You do, though, start to realise how much the stuff you take for granted matters: the exercise you get travelling to and from the office each day; the inadvertent conversations you have or overhear that spark something exciting; the psychological value of actually leaving the office; and the plain human joy of actually hanging out with people, however much more "efficient" you might be without them around.

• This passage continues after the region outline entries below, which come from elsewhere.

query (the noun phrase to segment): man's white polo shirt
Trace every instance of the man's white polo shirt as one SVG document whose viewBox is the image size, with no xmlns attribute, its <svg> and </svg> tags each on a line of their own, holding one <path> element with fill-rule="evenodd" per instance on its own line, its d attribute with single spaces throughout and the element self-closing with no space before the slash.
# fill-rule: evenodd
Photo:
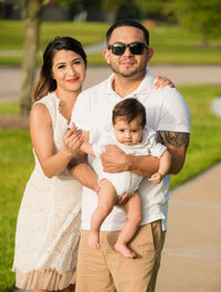
<svg viewBox="0 0 221 292">
<path fill-rule="evenodd" d="M 104 129 L 112 123 L 114 106 L 122 100 L 112 88 L 114 74 L 103 83 L 84 90 L 77 97 L 72 113 L 72 122 L 83 130 L 90 131 L 90 142 L 101 138 Z M 154 89 L 154 76 L 147 71 L 139 87 L 124 98 L 137 98 L 146 108 L 147 123 L 155 131 L 190 132 L 190 111 L 182 96 L 176 88 L 165 87 Z M 88 162 L 96 172 L 97 158 L 88 158 Z M 139 194 L 143 205 L 143 220 L 140 225 L 162 219 L 162 229 L 167 229 L 167 209 L 169 199 L 170 176 L 155 185 L 143 180 Z M 97 206 L 97 195 L 92 190 L 83 187 L 82 229 L 90 229 L 91 216 Z M 102 225 L 102 230 L 120 230 L 126 215 L 120 207 L 115 206 Z"/>
</svg>

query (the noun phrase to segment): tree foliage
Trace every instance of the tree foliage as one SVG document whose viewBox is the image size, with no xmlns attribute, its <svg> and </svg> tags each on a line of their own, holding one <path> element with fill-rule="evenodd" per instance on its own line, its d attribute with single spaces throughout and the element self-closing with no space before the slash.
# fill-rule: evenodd
<svg viewBox="0 0 221 292">
<path fill-rule="evenodd" d="M 31 91 L 36 72 L 41 13 L 45 0 L 29 0 L 25 9 L 25 32 L 22 63 L 22 84 L 20 91 L 21 115 L 29 115 L 31 108 Z"/>
<path fill-rule="evenodd" d="M 178 23 L 202 35 L 203 44 L 220 36 L 220 0 L 169 0 L 165 2 L 164 12 L 173 15 Z"/>
</svg>

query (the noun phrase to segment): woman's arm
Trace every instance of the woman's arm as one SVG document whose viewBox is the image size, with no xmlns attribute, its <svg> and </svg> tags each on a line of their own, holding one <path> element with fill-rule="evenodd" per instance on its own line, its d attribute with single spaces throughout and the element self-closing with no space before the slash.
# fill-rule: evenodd
<svg viewBox="0 0 221 292">
<path fill-rule="evenodd" d="M 76 132 L 71 129 L 63 138 L 64 147 L 56 153 L 51 116 L 42 104 L 33 106 L 31 110 L 30 133 L 38 160 L 44 174 L 50 179 L 67 166 L 75 150 L 82 143 L 81 131 Z"/>
<path fill-rule="evenodd" d="M 90 140 L 90 132 L 84 132 L 84 142 L 81 145 L 81 150 L 85 151 L 90 154 L 90 152 L 93 155 L 93 149 L 92 144 L 87 141 Z M 87 150 L 87 151 L 86 151 Z M 92 170 L 92 167 L 86 162 L 86 154 L 82 151 L 78 151 L 78 159 L 73 159 L 69 166 L 70 171 L 73 174 L 74 177 L 77 179 L 77 181 L 83 184 L 86 187 L 92 188 L 94 192 L 98 192 L 98 176 L 97 174 Z M 82 159 L 81 159 L 82 156 Z"/>
</svg>

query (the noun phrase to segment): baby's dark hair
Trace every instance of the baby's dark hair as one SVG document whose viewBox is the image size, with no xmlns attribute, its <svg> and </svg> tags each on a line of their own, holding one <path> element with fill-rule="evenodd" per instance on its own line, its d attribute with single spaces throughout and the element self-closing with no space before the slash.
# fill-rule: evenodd
<svg viewBox="0 0 221 292">
<path fill-rule="evenodd" d="M 143 104 L 140 104 L 135 98 L 126 98 L 118 104 L 113 109 L 112 122 L 116 123 L 116 119 L 124 117 L 127 122 L 133 121 L 137 117 L 141 117 L 141 127 L 145 128 L 146 121 L 146 110 Z"/>
</svg>

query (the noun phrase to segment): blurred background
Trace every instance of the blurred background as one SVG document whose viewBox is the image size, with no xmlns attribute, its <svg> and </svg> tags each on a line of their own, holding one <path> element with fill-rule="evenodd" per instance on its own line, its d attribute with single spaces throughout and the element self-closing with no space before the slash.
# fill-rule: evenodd
<svg viewBox="0 0 221 292">
<path fill-rule="evenodd" d="M 30 96 L 42 52 L 57 35 L 77 39 L 88 56 L 85 88 L 95 85 L 109 74 L 102 55 L 106 30 L 125 18 L 136 19 L 149 30 L 155 50 L 149 68 L 171 78 L 190 106 L 187 161 L 172 177 L 171 187 L 221 160 L 220 0 L 0 0 L 1 292 L 14 289 L 15 221 L 34 165 L 28 129 Z M 208 286 L 207 292 L 221 291 L 221 283 L 219 290 L 209 282 Z"/>
</svg>

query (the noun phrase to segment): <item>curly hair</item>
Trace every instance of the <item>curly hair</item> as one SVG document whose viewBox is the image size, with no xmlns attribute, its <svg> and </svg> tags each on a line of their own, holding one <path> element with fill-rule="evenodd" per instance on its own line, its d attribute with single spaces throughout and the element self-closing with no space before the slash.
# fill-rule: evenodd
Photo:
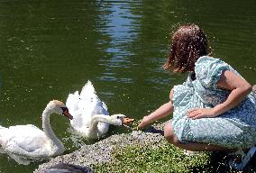
<svg viewBox="0 0 256 173">
<path fill-rule="evenodd" d="M 173 34 L 169 56 L 163 68 L 173 72 L 194 72 L 197 59 L 207 54 L 204 32 L 196 24 L 182 25 Z"/>
</svg>

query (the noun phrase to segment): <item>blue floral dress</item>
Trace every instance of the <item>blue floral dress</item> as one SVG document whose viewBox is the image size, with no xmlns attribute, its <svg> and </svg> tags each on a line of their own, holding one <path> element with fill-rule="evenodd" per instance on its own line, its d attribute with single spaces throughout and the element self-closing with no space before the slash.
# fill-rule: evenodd
<svg viewBox="0 0 256 173">
<path fill-rule="evenodd" d="M 237 106 L 215 118 L 187 118 L 189 109 L 215 107 L 226 100 L 230 91 L 216 85 L 224 70 L 240 76 L 219 59 L 204 56 L 196 63 L 196 79 L 192 81 L 189 74 L 183 85 L 174 86 L 172 126 L 179 141 L 227 148 L 249 148 L 256 144 L 256 99 L 252 92 Z"/>
</svg>

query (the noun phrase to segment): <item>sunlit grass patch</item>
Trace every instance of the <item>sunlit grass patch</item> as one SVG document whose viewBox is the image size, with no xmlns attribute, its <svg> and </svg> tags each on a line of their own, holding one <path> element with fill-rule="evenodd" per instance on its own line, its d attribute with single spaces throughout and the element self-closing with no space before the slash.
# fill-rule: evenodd
<svg viewBox="0 0 256 173">
<path fill-rule="evenodd" d="M 127 146 L 115 150 L 110 163 L 93 166 L 95 172 L 209 172 L 210 155 L 202 152 L 187 156 L 183 150 L 163 145 Z"/>
</svg>

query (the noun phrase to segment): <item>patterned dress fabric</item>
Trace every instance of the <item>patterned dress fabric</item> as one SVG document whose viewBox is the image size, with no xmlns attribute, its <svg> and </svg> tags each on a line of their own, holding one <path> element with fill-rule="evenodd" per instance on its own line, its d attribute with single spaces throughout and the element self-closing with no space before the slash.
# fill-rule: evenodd
<svg viewBox="0 0 256 173">
<path fill-rule="evenodd" d="M 256 144 L 256 98 L 252 92 L 237 106 L 215 118 L 187 118 L 189 109 L 215 107 L 226 100 L 230 91 L 216 85 L 224 70 L 240 76 L 221 59 L 204 56 L 196 63 L 196 79 L 192 80 L 189 74 L 185 83 L 174 86 L 172 126 L 179 141 L 227 148 Z"/>
</svg>

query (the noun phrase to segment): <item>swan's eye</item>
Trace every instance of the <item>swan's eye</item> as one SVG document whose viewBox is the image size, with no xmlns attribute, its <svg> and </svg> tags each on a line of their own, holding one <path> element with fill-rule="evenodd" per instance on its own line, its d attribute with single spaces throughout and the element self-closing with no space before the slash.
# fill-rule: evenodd
<svg viewBox="0 0 256 173">
<path fill-rule="evenodd" d="M 64 113 L 65 111 L 68 111 L 68 112 L 69 112 L 68 107 L 60 107 L 60 108 L 62 109 L 63 113 Z"/>
</svg>

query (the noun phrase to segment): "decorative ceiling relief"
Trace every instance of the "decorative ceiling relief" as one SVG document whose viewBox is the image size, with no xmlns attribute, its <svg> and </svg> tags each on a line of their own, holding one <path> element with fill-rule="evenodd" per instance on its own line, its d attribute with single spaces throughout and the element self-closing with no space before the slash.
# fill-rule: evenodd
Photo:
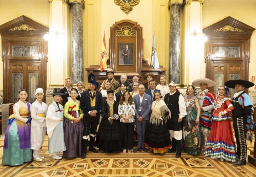
<svg viewBox="0 0 256 177">
<path fill-rule="evenodd" d="M 121 6 L 120 9 L 128 14 L 133 10 L 133 6 L 139 3 L 139 0 L 114 0 L 115 3 Z"/>
</svg>

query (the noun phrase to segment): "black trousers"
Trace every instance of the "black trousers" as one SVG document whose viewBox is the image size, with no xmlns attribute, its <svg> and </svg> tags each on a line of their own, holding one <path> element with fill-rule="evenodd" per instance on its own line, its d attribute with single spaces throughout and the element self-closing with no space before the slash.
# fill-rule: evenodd
<svg viewBox="0 0 256 177">
<path fill-rule="evenodd" d="M 122 148 L 126 149 L 133 149 L 134 123 L 120 122 L 122 133 Z"/>
<path fill-rule="evenodd" d="M 233 125 L 237 147 L 236 154 L 238 158 L 243 161 L 246 160 L 246 117 L 233 117 Z"/>
</svg>

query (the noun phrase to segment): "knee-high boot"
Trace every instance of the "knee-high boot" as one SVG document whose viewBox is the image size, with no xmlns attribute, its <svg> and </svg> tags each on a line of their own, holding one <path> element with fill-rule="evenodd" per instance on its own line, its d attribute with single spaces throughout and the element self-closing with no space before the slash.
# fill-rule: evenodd
<svg viewBox="0 0 256 177">
<path fill-rule="evenodd" d="M 98 152 L 98 150 L 96 150 L 94 147 L 95 139 L 95 137 L 92 137 L 92 136 L 90 136 L 90 146 L 89 150 L 93 152 L 97 153 Z"/>
<path fill-rule="evenodd" d="M 86 151 L 87 150 L 87 142 L 88 140 L 83 139 L 82 141 L 82 145 L 83 147 L 82 147 L 82 155 L 81 156 L 81 158 L 85 158 L 86 157 Z"/>
</svg>

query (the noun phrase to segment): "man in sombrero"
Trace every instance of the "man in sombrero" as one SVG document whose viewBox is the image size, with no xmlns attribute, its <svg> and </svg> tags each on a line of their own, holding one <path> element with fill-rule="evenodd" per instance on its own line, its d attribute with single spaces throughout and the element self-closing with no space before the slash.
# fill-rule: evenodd
<svg viewBox="0 0 256 177">
<path fill-rule="evenodd" d="M 194 86 L 200 87 L 201 91 L 197 94 L 201 116 L 200 118 L 200 124 L 204 135 L 202 140 L 202 149 L 205 149 L 205 143 L 208 139 L 211 128 L 212 128 L 212 110 L 205 111 L 204 107 L 210 106 L 213 104 L 215 99 L 215 94 L 208 89 L 209 87 L 214 86 L 216 83 L 208 78 L 198 79 L 192 82 Z"/>
<path fill-rule="evenodd" d="M 252 133 L 254 126 L 253 103 L 244 89 L 250 88 L 254 84 L 250 81 L 241 79 L 228 81 L 225 85 L 230 88 L 235 88 L 236 93 L 232 99 L 234 110 L 233 125 L 235 130 L 235 136 L 237 144 L 237 161 L 235 165 L 244 165 L 246 164 L 247 146 L 246 136 L 252 140 Z"/>
</svg>

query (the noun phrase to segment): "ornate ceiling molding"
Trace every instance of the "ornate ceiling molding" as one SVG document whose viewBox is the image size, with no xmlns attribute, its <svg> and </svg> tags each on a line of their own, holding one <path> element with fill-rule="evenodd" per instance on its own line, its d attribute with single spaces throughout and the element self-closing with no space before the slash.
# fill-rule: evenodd
<svg viewBox="0 0 256 177">
<path fill-rule="evenodd" d="M 139 3 L 139 0 L 114 0 L 114 2 L 120 6 L 120 9 L 128 14 L 133 10 L 133 6 Z"/>
</svg>

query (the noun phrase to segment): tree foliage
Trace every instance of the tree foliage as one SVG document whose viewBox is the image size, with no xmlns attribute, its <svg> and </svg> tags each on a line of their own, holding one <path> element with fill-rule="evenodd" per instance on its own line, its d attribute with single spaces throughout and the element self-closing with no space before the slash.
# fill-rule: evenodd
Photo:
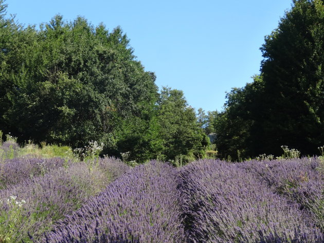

I've argued before that offices are brilliant – and, predictably, the biggest challenges you face when you start working remotely aren't logistical (that stuff's always basically fine); they're cultural (how do we continue to feel like a gang when we're spread out all over the UK?) and they're pastoral (how do I make sure everyone's OK when I can't really see them?). Focus on those two things, make sure you get some exercise and turn your computer off at the end of the working day, and you'll probably be OK.
Founder and chief executive, Croud
Being at home with loved ones more is nice (for now). Croud, like many other digital-first businesses, is well-set-up to cope with home working (bar Sky’s pitifully slow upload speeds).
Keeping active is important – I’m trying (and advising the team) to get out and do some exercise each day. The key thing is staying in touch and ensuring everyone in the business is OK and that people continue to feel connected – we’re running team catch-ups first thing each day and will have our weekly "Crouded House" highlights (with a drink recommended) over Google Hangouts on Fridays.
But I do miss the interaction. Sitting in front of a Google Hangout for eight hours just isn’t the same as that buzz of the office – we thrive so much on the energy we collectively generate being physically together. Hope to get that balance back soon…
Co-Founder, Futures Network
Working remotely should be simple. The technology is there and freely available, but many businesses still struggle to utilise it effectively. Whether it’s building in the right structures to those individuals working out the best WFH practices that suit them. It’s even more of a challenge when it comes to keeping things human.
Even with all the brilliant tech available, I am still missing the human interaction, the buzz of the office and the silly jokes across desks.
Tech can be the answer but it requires proactivity. One thing I’ve done is schedule social video calls for 10 to 15 minutes with my now distant colleagues – essentially a virtual coffee break. Or to start more formal video calls with a general conversation (as you would do in the workplace).
As we move through these uncertain times, it’s essential to remember the little things we can do to create more meaningful human interaction online.